Patur v. Aetna Life & Casualty

413 N.E.2d 65, 90 Ill. App. 3d 464, 45 Ill. Dec. 732, 1980 Ill. App. LEXIS 4299
CourtAppellate Court of Illinois
DecidedNovember 7, 1980
Docket79-1190
StatusPublished
Cited by10 cases

This text of 413 N.E.2d 65 (Patur v. Aetna Life & Casualty) is published on Counsel Stack Legal Research, covering Appellate Court of Illinois primary law. Counsel Stack provides free access to over 12 million legal documents including statutes, case law, regulations, and constitutions.

Bluebook
Patur v. Aetna Life & Casualty, 413 N.E.2d 65, 90 Ill. App. 3d 464, 45 Ill. Dec. 732, 1980 Ill. App. LEXIS 4299 (Ill. Ct. App. 1980).

Opinion

Mr. JUSTICE WILSON

delivered the opinion of the court:

This appeal arises out of plaintiff’s action to recover compensation allegedly due him upon his termination from employment with defendant, Aetna Life & Casualty. After a trial on the merits, the jury returned a verdict in favor of defendant. Plaintiff requests this court to vacate the judgment and remand the cause for a new trial, contending that: (1) the trial court committed reversible error by submitting the wrong special interrogatory form to the jury, (2) the court further erred by not requiring the jury to answer the special interrogatory, and (3) defense counsel’s closing argument was so prejudicial as to deprive plaintiff of a fair trial. We affirm the trial court’s judgment.

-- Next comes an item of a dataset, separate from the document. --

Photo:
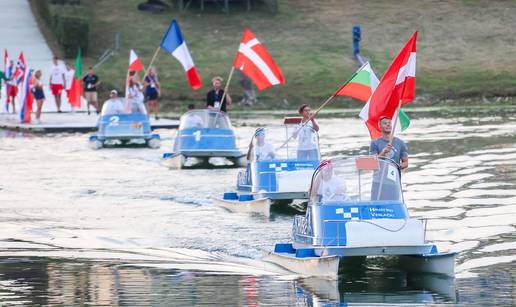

The merits of plaintiff’s action are not at issue. Rather, plaintiff objects to alleged procedural irregularities which purportedly deprived him of a fair trial. The underlying facts thus may be stated briefly.

Patur, a certified life underwriter, began working for defendant on November 1, 1971. He was hired to supervise sales with the insurance brokers and agents to promote Aetna’s products. Along with a salary and certain other benefits, he received incentive payments based on the commissions of the brokers he was servicing.

In January of 1972, a new compensation plan was initiated. Patur received a copy of the new plan and was present at the meeting in which the payment plan was discussed. The plan document contained the statement that “incentive payments will not be vested, but in the event of termination, will be paid only for the period of time that the base salary and temporary support is paid.” Testimony at the trial revealed that these incentive payments, amounting to 30% of the brokers’ commissions, were not tantamount to commissions in themselves, but merely a device the company used to determine what a particular supervisor would be paid for future time periods.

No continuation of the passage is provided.